Suche Home Einstellungen Anmelden Hilfe  

Maintaining Link Integrity to External Web Sites in a Hyperwave-based Learning Environment

C. Anderson
J. Lennon
HyperMedia Unit
Department of Computer Science,
Private Bag 92019, Auckland, New Zealand

Abstract: Teaching in an Internet-based learning environment provides unique challenges. Of particular interest is the question of maintaining link integrity. Although several modern hypermedia systems can guarantee that links within their systems are maintained, it is more difficult to ensure that links to external Web servers remain intact.
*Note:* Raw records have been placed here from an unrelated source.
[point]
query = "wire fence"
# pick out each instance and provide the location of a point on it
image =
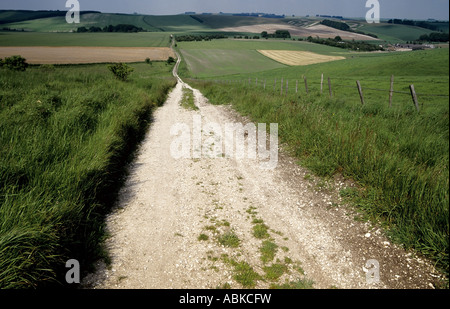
(329, 86)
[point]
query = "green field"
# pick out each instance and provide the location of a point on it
(170, 23)
(399, 157)
(228, 56)
(67, 134)
(143, 39)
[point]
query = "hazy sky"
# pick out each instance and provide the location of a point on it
(414, 9)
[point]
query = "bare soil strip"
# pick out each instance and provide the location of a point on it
(295, 58)
(167, 230)
(80, 55)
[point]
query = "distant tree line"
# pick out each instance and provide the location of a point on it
(344, 27)
(119, 28)
(418, 23)
(198, 38)
(14, 16)
(279, 34)
(352, 45)
(435, 37)
(259, 15)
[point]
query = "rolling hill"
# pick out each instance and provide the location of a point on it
(54, 21)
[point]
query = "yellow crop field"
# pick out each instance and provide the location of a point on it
(293, 58)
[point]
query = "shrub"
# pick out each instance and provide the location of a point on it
(121, 71)
(15, 63)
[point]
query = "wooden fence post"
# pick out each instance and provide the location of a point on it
(391, 92)
(414, 96)
(329, 87)
(360, 92)
(321, 84)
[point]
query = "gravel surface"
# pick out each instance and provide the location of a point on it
(167, 204)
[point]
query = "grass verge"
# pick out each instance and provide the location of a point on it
(398, 156)
(66, 136)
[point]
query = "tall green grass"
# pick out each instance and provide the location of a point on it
(66, 135)
(399, 157)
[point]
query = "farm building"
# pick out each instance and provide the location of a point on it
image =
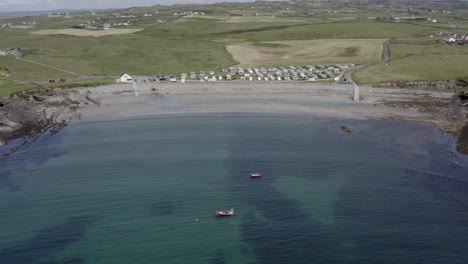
(463, 40)
(124, 77)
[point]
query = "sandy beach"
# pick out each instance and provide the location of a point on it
(52, 109)
(274, 97)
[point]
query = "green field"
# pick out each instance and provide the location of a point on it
(411, 62)
(196, 43)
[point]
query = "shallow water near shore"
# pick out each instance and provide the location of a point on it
(144, 190)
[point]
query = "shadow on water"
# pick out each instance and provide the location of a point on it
(219, 257)
(68, 261)
(162, 209)
(48, 241)
(20, 158)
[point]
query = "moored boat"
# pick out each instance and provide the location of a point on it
(255, 175)
(230, 212)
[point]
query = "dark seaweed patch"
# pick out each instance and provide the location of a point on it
(219, 257)
(162, 208)
(47, 241)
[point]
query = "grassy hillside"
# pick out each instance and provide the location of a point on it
(171, 44)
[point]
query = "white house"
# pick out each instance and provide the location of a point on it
(124, 77)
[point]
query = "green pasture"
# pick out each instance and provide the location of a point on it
(9, 87)
(197, 43)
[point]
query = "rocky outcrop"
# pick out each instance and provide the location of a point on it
(462, 143)
(28, 114)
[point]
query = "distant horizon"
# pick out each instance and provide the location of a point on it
(51, 5)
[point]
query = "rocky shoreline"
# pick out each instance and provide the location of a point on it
(26, 115)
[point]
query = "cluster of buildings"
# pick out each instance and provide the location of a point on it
(399, 19)
(451, 38)
(290, 73)
(5, 25)
(190, 13)
(14, 51)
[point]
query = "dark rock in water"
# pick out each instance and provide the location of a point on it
(462, 83)
(38, 98)
(346, 129)
(462, 144)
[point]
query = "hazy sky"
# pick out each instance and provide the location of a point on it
(36, 5)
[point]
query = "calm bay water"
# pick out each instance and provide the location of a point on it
(129, 191)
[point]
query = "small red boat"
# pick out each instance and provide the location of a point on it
(255, 175)
(230, 212)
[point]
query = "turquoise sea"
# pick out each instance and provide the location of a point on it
(129, 190)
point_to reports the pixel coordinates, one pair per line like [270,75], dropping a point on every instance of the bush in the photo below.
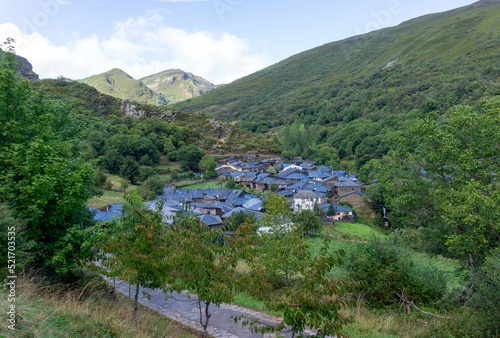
[385,270]
[145,172]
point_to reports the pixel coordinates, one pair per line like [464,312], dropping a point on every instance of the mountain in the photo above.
[178,84]
[356,95]
[119,84]
[23,67]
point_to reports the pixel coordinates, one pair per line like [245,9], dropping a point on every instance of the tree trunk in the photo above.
[136,304]
[207,318]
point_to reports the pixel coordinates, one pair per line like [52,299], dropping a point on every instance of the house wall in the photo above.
[353,199]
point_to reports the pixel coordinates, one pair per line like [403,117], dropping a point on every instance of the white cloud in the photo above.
[140,46]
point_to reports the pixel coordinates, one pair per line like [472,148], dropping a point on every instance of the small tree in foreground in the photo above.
[204,264]
[133,247]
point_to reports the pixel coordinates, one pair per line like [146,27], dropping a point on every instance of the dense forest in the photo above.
[423,134]
[353,98]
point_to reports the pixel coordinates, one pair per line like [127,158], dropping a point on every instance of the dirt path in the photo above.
[184,309]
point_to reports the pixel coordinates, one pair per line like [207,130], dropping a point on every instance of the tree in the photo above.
[208,164]
[450,170]
[190,157]
[44,176]
[309,221]
[204,264]
[289,279]
[130,169]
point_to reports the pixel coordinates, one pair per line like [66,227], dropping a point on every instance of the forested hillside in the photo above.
[352,98]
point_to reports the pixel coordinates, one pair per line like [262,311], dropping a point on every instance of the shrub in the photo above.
[145,172]
[487,297]
[385,270]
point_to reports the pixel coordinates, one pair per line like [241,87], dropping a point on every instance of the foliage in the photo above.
[145,172]
[133,246]
[190,157]
[309,221]
[289,279]
[342,96]
[43,173]
[384,270]
[444,178]
[487,296]
[208,164]
[202,263]
[152,187]
[13,230]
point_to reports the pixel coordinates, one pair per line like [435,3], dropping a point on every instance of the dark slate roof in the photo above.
[258,215]
[254,204]
[337,207]
[286,193]
[103,216]
[325,169]
[317,174]
[352,192]
[295,177]
[303,194]
[210,219]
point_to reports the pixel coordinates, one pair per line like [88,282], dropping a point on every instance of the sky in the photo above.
[220,40]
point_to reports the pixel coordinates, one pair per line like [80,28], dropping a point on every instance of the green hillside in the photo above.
[204,131]
[357,94]
[119,84]
[178,84]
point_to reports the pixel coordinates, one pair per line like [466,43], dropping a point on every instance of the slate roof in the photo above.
[348,184]
[286,193]
[258,215]
[338,208]
[254,204]
[317,174]
[303,194]
[211,220]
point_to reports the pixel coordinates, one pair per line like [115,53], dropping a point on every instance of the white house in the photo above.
[305,199]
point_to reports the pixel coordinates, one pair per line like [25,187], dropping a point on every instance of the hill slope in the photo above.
[367,88]
[119,84]
[177,84]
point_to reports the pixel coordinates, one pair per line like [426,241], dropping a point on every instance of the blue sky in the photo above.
[220,40]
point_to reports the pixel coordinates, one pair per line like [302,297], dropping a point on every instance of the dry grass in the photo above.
[51,311]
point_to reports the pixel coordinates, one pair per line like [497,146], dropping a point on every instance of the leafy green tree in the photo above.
[146,172]
[309,221]
[13,230]
[288,278]
[43,172]
[134,247]
[452,167]
[208,164]
[130,169]
[190,157]
[203,264]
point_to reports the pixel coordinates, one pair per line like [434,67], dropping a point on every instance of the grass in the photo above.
[46,310]
[111,196]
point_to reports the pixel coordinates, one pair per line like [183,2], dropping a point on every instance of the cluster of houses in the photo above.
[303,184]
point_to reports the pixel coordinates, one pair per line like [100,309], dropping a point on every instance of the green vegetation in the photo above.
[177,85]
[86,310]
[343,99]
[119,84]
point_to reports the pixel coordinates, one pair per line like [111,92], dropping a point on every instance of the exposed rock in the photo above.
[130,110]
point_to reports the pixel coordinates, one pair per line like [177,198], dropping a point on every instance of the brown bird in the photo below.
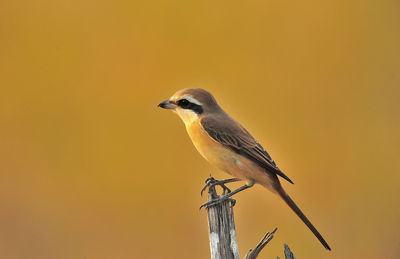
[226,144]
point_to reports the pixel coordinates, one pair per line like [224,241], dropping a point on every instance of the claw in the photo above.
[211,182]
[218,201]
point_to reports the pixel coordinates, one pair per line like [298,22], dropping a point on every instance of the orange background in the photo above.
[91,168]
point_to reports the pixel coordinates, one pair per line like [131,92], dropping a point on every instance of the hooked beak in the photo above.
[167,104]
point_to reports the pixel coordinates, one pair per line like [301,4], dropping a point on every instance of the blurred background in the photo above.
[91,168]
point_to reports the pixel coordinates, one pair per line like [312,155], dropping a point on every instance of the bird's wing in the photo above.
[233,136]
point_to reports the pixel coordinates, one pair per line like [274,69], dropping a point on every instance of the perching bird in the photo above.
[224,143]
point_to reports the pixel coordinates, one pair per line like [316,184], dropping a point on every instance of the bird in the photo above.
[227,145]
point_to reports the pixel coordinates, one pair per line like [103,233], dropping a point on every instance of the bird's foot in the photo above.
[218,201]
[211,182]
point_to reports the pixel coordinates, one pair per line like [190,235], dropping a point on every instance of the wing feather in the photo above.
[239,140]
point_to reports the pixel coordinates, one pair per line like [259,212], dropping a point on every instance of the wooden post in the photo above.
[222,232]
[221,226]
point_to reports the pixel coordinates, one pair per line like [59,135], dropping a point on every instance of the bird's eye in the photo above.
[183,103]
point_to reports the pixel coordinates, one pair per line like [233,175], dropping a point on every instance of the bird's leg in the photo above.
[211,183]
[227,196]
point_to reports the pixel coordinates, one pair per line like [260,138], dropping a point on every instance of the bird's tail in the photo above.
[299,213]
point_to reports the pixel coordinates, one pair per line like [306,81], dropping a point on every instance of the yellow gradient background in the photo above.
[91,168]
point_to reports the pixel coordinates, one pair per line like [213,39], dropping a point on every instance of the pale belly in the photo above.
[226,160]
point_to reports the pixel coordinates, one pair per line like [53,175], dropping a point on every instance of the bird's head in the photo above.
[190,104]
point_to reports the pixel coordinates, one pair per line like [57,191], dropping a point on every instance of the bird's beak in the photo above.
[167,104]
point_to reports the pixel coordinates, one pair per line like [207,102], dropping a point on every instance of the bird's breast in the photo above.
[217,154]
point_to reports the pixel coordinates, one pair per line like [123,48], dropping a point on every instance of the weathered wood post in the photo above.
[221,226]
[222,232]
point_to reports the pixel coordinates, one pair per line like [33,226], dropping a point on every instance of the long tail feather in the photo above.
[299,213]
The system we have developed maintains consistency to external Web sites for all essential documents (as specified by the courseware authors).

1 Introduction

Internet-based learning environments are an exciting development worldwide. Unfortunately broken links pose a considerable problem for system administrators, teachers, and students alike. For example, it is most frustrating to discover in the middle of a lecture that a link, which was valid when a lecture was prepared, has disappeared ? maybe just one hour later (as we have experienced more than once). Students also experience additional stress when they discover just before an exam that material, which they have briefly skimmed at the beginning of a semester, has disappeared.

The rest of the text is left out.